This man just sold the company he founded 13 years ago for $3 billion
Aruba is an 1,800-employee Sunnyvale, California-based company that makes enterprise WiFi equipment. HP said it will pay $24.67 per share, a 34% premium to Aruba's close on Feb. 24, the day before Bloomberg reported that the deal was about to happen and shares of Aruba skyrocketed on speculation.
In classic Valley style, only one of the three original founders is still with the company: Keerti Melkote, who owned barely over 1% of the company.
With the sale to HP, his stake is worth about $32 million (that stake is as of October, the latest proxy document filed to the SEC).
Melkote will continue to work with Aruba for the immediate future. He is joining HP with the acquisition.
The other two founders didn't own enough of a stake to be listed in any SEC documents, according to our search.
A chain of CEOs
Aruba was founded by three guys back in 2002 who had worked together at a company called Alteon, bought by Nortel Networks for $7.3 billion in stock back in 2000, during the heady internet bubble days.
Aruba's other co-founders were Pankaj Manglik (its founding CEO) and Merwyn Andrade (its founding CTO, who retired after six years with Aruba following its IPO).
Manglik led Aruba for its first two and a half years through its first 80 employees, until the powers that be got nervous about Cisco and decided the company needed an experienced sales and operations person.
Manglik was replaced by Don LeBeau, was was previously running Cisco's worldwide sales and operations. LeBeau was credited for creating the Cisco sales machine juggernaut. (And in Valley irony, Cisco was a company that famously ousted its cofounders.)
When Aruba was openly hunting for a new CEO, sources said that Selina Lo was being considered. Lo was a former vice president of product management at Alteon. She was consulting for Aruba and an investor. But the company didn't hire her, and - we're not kidding - Aruba's PR person said this about her: "She's too attractive to be our CEO, and we'd need to pay her a shoe budget," an industry publication called Light Reading reported at the time.
LeBeau lasted about two years, long enough to talk up how he turned down an acquisition offer from his old employer Cisco. Then Cisco turned around and bought Aruba's biggest competitor at the time, Airespace, for $450 million.
Close to a year later, Aruba tapped its then chairman of the board, Dominic Orr, to become CEO and lead the company into an IPO.
Orr was already pretty famous in the networking world. He was a former HP exec who had been CEO of Alteon, taking that company public before its epic sale to Nortel.

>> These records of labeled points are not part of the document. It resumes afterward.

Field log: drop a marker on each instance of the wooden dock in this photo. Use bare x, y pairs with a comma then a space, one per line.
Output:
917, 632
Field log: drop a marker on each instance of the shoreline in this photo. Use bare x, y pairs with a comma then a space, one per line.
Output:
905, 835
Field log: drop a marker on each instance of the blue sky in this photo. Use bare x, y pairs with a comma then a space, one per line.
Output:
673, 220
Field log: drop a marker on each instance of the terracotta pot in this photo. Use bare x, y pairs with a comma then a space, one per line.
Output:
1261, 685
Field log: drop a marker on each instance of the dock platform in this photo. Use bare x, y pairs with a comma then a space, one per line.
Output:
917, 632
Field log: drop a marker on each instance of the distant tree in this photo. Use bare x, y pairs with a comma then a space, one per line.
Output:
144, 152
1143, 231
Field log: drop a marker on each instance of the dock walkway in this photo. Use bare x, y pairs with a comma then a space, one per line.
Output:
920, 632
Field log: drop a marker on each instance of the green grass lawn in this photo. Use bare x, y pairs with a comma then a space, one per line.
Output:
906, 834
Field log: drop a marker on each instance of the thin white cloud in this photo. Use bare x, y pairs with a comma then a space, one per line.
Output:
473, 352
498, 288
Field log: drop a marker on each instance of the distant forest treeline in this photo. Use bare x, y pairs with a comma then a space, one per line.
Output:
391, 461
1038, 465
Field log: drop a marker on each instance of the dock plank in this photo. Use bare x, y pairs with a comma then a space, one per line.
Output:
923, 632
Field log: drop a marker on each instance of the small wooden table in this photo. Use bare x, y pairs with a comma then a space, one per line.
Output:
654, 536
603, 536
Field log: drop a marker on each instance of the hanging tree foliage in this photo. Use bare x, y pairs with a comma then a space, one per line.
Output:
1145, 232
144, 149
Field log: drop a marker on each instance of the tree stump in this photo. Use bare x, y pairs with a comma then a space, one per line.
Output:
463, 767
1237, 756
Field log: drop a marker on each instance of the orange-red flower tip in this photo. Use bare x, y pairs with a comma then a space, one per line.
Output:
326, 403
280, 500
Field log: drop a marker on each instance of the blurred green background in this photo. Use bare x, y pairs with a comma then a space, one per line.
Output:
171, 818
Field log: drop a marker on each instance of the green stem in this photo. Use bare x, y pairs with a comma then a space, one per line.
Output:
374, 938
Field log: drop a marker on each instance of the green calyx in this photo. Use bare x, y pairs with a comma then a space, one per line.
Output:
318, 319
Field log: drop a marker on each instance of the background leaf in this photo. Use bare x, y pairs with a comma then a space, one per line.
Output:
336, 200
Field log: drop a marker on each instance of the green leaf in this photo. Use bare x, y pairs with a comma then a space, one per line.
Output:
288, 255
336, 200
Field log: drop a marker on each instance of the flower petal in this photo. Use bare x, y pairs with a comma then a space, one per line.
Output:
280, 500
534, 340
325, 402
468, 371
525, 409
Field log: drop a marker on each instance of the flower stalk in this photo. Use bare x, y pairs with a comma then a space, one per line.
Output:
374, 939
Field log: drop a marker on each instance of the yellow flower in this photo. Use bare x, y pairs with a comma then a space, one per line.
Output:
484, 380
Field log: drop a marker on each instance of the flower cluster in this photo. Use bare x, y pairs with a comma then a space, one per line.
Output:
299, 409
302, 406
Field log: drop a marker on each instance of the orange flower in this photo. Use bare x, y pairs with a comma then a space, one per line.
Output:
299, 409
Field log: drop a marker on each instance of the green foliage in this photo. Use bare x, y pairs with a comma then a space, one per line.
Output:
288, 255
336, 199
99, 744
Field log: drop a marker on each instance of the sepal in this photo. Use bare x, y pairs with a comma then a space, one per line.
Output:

He would later talk about those pre-IPO days, saying how being 'ruthlessly aggressive' nearly ruined his life, Fortune's Stephanie Mehta reported in 2007.

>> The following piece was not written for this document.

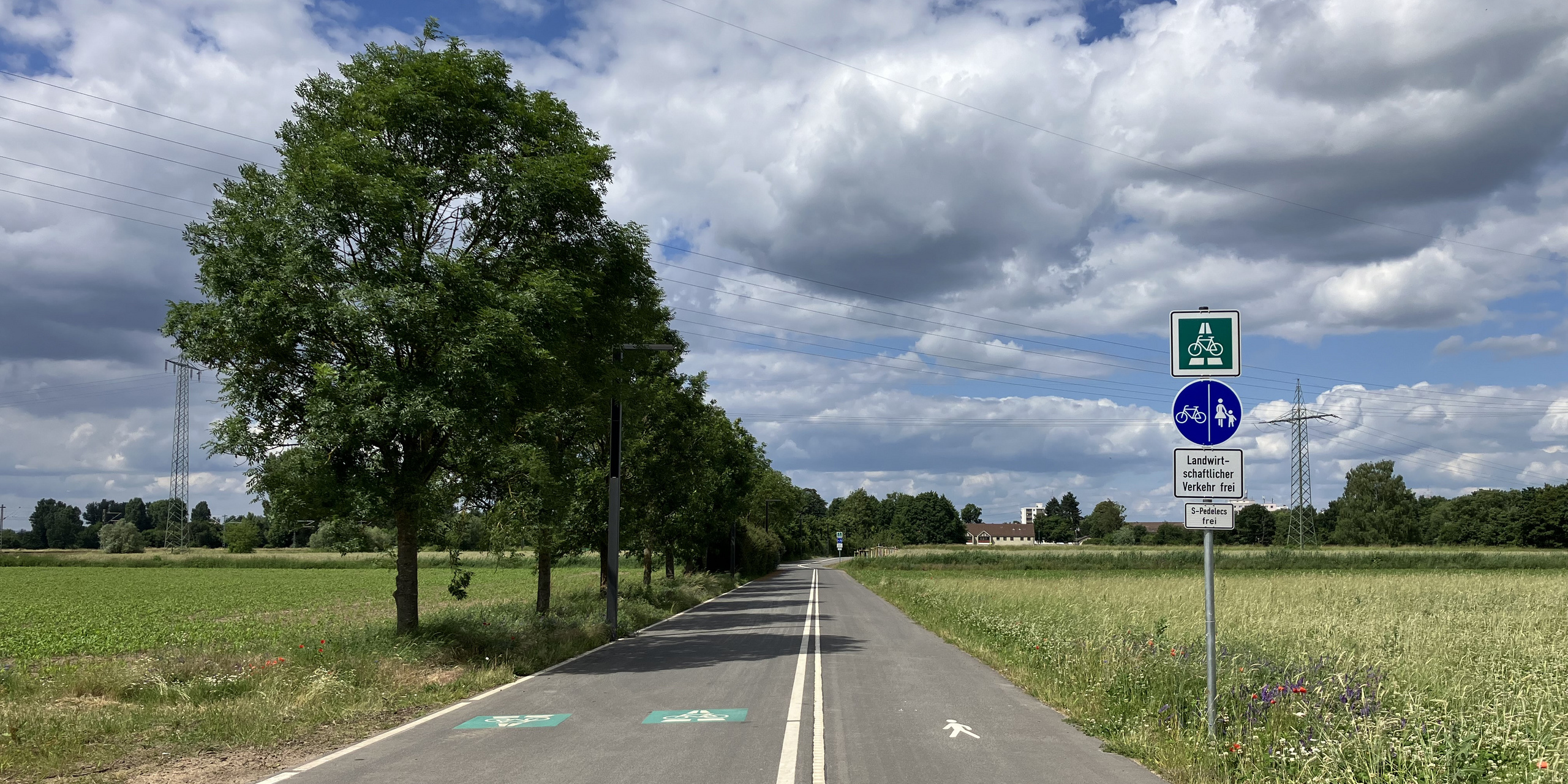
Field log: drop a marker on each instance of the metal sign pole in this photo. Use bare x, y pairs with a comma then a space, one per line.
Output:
612, 597
1208, 606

This would lead him to "a nine-year struggle during which his marriage would end, he would take a company public and then sell it, plunge into depression, drop out of the workforce, and take another company public, all while searching for a way to be a good boss and a good person," Mehta reported.
Whether he ever found work-life-balance we can't say.
We can tell you that in his role as CEO of Aruba, when including stock options and shares owned by his various investment vehicles, he became the largest single-person shareholder. He owned about 4% of the company, according to Aruba's most recent proxy filed with the SEC in October.
And he's not stopping work on Aruba anytime soon. He finds himself back at HP. Both Orr and Melkote will join HP after the deal closes reporting to Antonio Neri, leader of HP Enterprise Group, HP said.Does the move make sense for HP?
As to whether this $3 billion spend was a good move for HP, there are some naysayers out there.
Aruba was a far second to Cisco in market share of enterprise WiFi equipment, with about an 11% share, compared to Cisco's nearly 48% share, according to IDC.
But HP already had a full suite of WiFi gear of its own to sell, and about 4% market share.
Forrester analyst Andre Kindness is bearish on the deal, telling Business Insider in an emailed statement, "I think this is bad move for Aruba customers and HP customers since this will be the third wireless solution HP has bought in the last five years (Colubris, 3Com, and now Aruba Networks)."
Kindness also questioned why HP was adding Aruba to HP's server and storage business unit. His concern is, by doing so, HP's wireless business will "miss the changes" that are occurring within its industry.
We reached out to HP, Pankaj Manglik, and Keerti Melkote for comment and will update when we hear back.